If you are really into closeup territory,the tripod is ,sadly (?) your best friend. You can take the pain out of the equation by adding a "Focusing rail" to the mix.
In 1:1,1:2 territory,you are dealing in depth-of-fields in the millimeter range.
Most find the placement of the tripod so fussy that they give up on it : the rail gives you micrometer adjustment in the to-and-fro,front-and back axis.
Either that,or add a motordrive,handhold,and hope you will get a sharp frame.
Once you find a way to support your camera I would add that using a cable shutter release is advisable.
I also vote with the available light guys,,, all the light available that you can carry;-)
Focusing rack, depending on subject matter, there were some plans years ago that included some electrical alligator clips on heavy copper wire with a camera mounted on one end. The agriculture folks used something like that for field photography of various smallish things with a ring flash.
Not sure we get to talk about focus stacking on this forum. If the subject is "fixed", you might look into that for DOF control.
Flash is the common way to go with macro in any case.
If you are outdoor, you can do without flash but you must control light somehow: white reflective panels near the lens, that stuff. Normally one would use a flash and a reflective panel, or two flashes, because they solve two problems, motion speed and lack of sufficient light for sufficient DoF. You can do handheld macro 1:1 only if you use flash light. That will allow you to shoot insects, flowers etc. without motion blur.
If you are indoor, in a studio setup for little objects, again you probably want complete control over light. Something can be done no doubt with tripod natural light, but most will be done with flash(es). I would guess more than 90% of macro work is taken in artificial light.
I've just received today a main adapter for my big Metz. You reminded me I have yet to test it :)

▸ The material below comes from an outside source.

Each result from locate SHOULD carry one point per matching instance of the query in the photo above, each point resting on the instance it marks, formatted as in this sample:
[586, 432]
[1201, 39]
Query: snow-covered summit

Hmm. Tripod stops camera motion, can eliminate tremor's effect. Tripod doesn't stop subject motion.
Years ago I surveyed most of the top aquarium photographers in the world, all much published, all highly respected, about their practice. Short answer, 100% used electronic flash for illumination, none used ambient darkness. Small mobile subjects, magnification around 1:1. This was in the late '70s, before digital came in and long after electronic flash was practical. One of the people I surveyed had started in the '30s with a Contax and bright daylight. He was delighted to have been able to replace the Contax with an Exakta and daylight with electronic flash. There are a few hints in this story.
Not forgetting that the kinds of flash units designed specifically for macro work are used at short flash to subject distances to allow maximun DOF if required.
Originally Posted by Dan Fromm
Ian, let's not get into fancy specialized overpriced equipment. I started shooting fish with a hand-me-down Metz Mecablitz 100, graduated to a variety of Minolta flashes. Started shooting flowers and such with a pair of little Honeywells, $5.00 each on clearance. The Honeywells were good for no more than around 1,000 pops, I ran through four of 'em. These days I use little Minoltas and Vivitar 283s with VP-1s, all just go on and on and on. Cheap and cheerful, that's the ticket!
You're absolutely right, all of my flash rigs put the flashes quite close to the subject. This can make for very dark backgrounds, not always what one wants. When there is something in the background -- sometimes its pretty far away, as when shooting a tree's blossoms with the sky behind them -- and a properly-illuminated background is wanted, one needs a third flash just for the background. Yes, I have a small pile of slave triggers.
Originally Posted by ColdEye
No, that's with the PK ring that takes the lens to 1:1.
For my use 1:2=2X or one full stop additional exposure. 1:1=4X or two full stops.
If you're looking at the orange numbers on the focusing ring, those are magnification not exposure compensation. Top row is WIth the ring and lower row is without the ring.
Another thing to realize is that at 1:1 the film will be the same distance from the optical center of the lens. ~the aperture as the subject distance from the center of the lens
There should be a small circle with a line through it on top of the camera. this indicates the actual film plane
Why use a tripod? Bring a mono-pod with a ball-head adjusted loose. You basically become a tripod (your two legs and the mono-pod) with a lot more control and 1/3 the crap to carry around. I rarely lug a tripod around anymore.
edit: Just noticed my pic is me using a mono-pod... :)
Thanks! I'll go with the flashes first ( plus I can use them for other stuff not just macro).